Opened 12 years ago
Closed 10 years ago
#277 closed help (fixed)
memory leak in UM4.5 on HECToR ?
Reported by: | robin | Owned by: | um_support |
---|---|---|---|
Component: | UM Model | Keywords: | HECToR, UM4.5, memory |
Cc: | Platform: | ||
UM Version: | 4.5 |
Description (last modified by robin)
initial symptom: FAMOUS runs frequently being killed with
_pmii_daemon(SIGCHLD): PE 6 exit signal Killed
[NID 12315]Apid 120510: initiated application termination
[NID 12315] Apid 120510: OOM killer terminated this process.
message after ~7,8 wallclock hours of run. Compiled with pathscale -O3, as suggested by Annette Osprey.

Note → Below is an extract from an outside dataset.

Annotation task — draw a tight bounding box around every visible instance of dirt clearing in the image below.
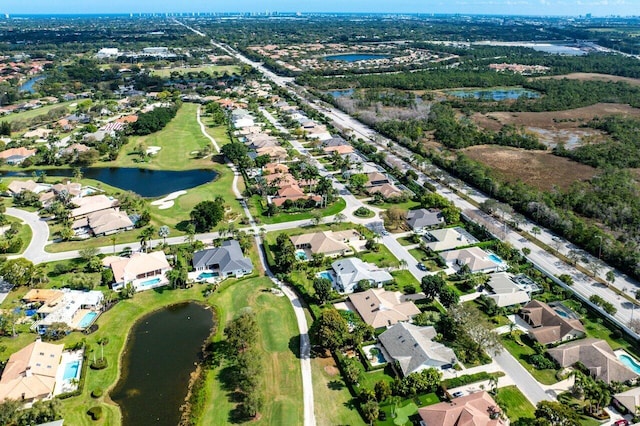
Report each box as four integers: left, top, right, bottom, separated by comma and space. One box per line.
463, 145, 598, 191
535, 72, 640, 86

Information from /proc/self/status collected during run implies up to 32k of extra memory is claimed every atmosphere timestep (depends on processor), which adds up over long runs. This seems to be made of 4k contributions, mostly from mpp_filter, but also other places in atm_dyn and (even less often) atm_phys.
Should be work roundable with more frequent resubmissions, of course.
cheers,
robin
Change History (2)
comment:1 Changed 12 years ago by robin
- Description modified (diff)
comment:2 Changed 10 years ago by lois
- Resolution set to fixed
- Status changed from new to closed
There is an issue about the memory usage of MPI on the XT systems which Cray are aware of, hopefully this will be resolved in new releases of the MPT libraries.